For support workers like Ngaire, understanding the fears and feelings that come with a breast cancer diagnosis allows them to provide a unique level of support.

They help clients successfully navigate their journey by offering practical and emotional support, hope, encouragement and information.

Ngaire says it is a privilege to support women going through a journey similar to hers.

“I still remember how shocked and scared I was when first diagnosed.

“It’s also a very private thing; people don’t always want to reveal everything and share everything with everyone. It’s a privilege to have someone allow you to walk alongside them for a while and keep some space for them when they need it.

Support

“We’re a safe space where people can tell you how they feel, cry a little or have one together, share their fears and worries. I think it’s important because the family is fantastic, but you can’t always tell them everything because you don’t want them to worry.

Ngaire notes that they don’t give medical advice, but they support people to help them get the information they need to make the decisions that are right for them.

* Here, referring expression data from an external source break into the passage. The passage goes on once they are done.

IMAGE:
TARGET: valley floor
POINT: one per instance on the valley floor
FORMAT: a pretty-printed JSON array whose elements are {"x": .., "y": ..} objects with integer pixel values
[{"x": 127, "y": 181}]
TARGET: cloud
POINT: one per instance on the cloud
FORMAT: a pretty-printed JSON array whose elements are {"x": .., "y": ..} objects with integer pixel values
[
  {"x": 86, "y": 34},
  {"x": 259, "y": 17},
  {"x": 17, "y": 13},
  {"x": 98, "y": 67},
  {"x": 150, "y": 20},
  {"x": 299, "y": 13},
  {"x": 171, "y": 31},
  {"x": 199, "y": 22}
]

Wanting to give back to the charity that gave her so much, Dawn now volunteers with the Tauranga Breast Cancer Support Service.

“Ngaire stayed in touch with me every week for a long time, then it became kind of a month, and even now we are still in touch from time to time. Because I had so much support from Breast Cancer Support and Ngaire in particular, I wanted to give something back,” says Dawn.

“I’ve made knitted door knockers, I’ve made baking, knitted beanies, cushions – I’m happy to support them in any way. They do such an amazing job and I don’t think enough people know that, so I really like to give back to help them survive.

Tauranga Breast Cancer Support Service Manager Helen Alice says the charity provides practical support at a time when energy and money are stretched.

“But the most important thing we hear over and over again is having someone check in with you regularly – customers feel cared for and heard.

Thirty years in WBOP

“We’re celebrating 30 years in the Western Bay of Plenty by providing support this year – that’s thousands of women’s lives impacted. We don’t know what this celebration will look like at the moment given Covid, but we’re sure to do something special to mark the occasion. “We also sell a 30th anniversary t-shirt, which can be purchased on our website.”

The Tauranga Breast Cancer Support Service has been supported by TECT funding of over $280,000 since 2004. More recently a grant of $35,000 was approved to cover operating costs.

Helen says support is critical. “Most of our expenses go directly to customers, salaries and building maintenance. We rely on grants like TECT for our existence and it is the support of this community that also allows us to exist, as we do not receive government or DHB funding.

Humiliated

“The last two years have been very difficult, so many fundraising activities have been cancelled. Without the TECT grant, which is one of the largest we receive, this would put us under enormous pressure.

“We are so touched that the work we do is valued, and we really appreciate having it recognized. Breast cancer is by far the largest in terms of prevalence of cancers in women by a country mile, so the recognition is so humbling.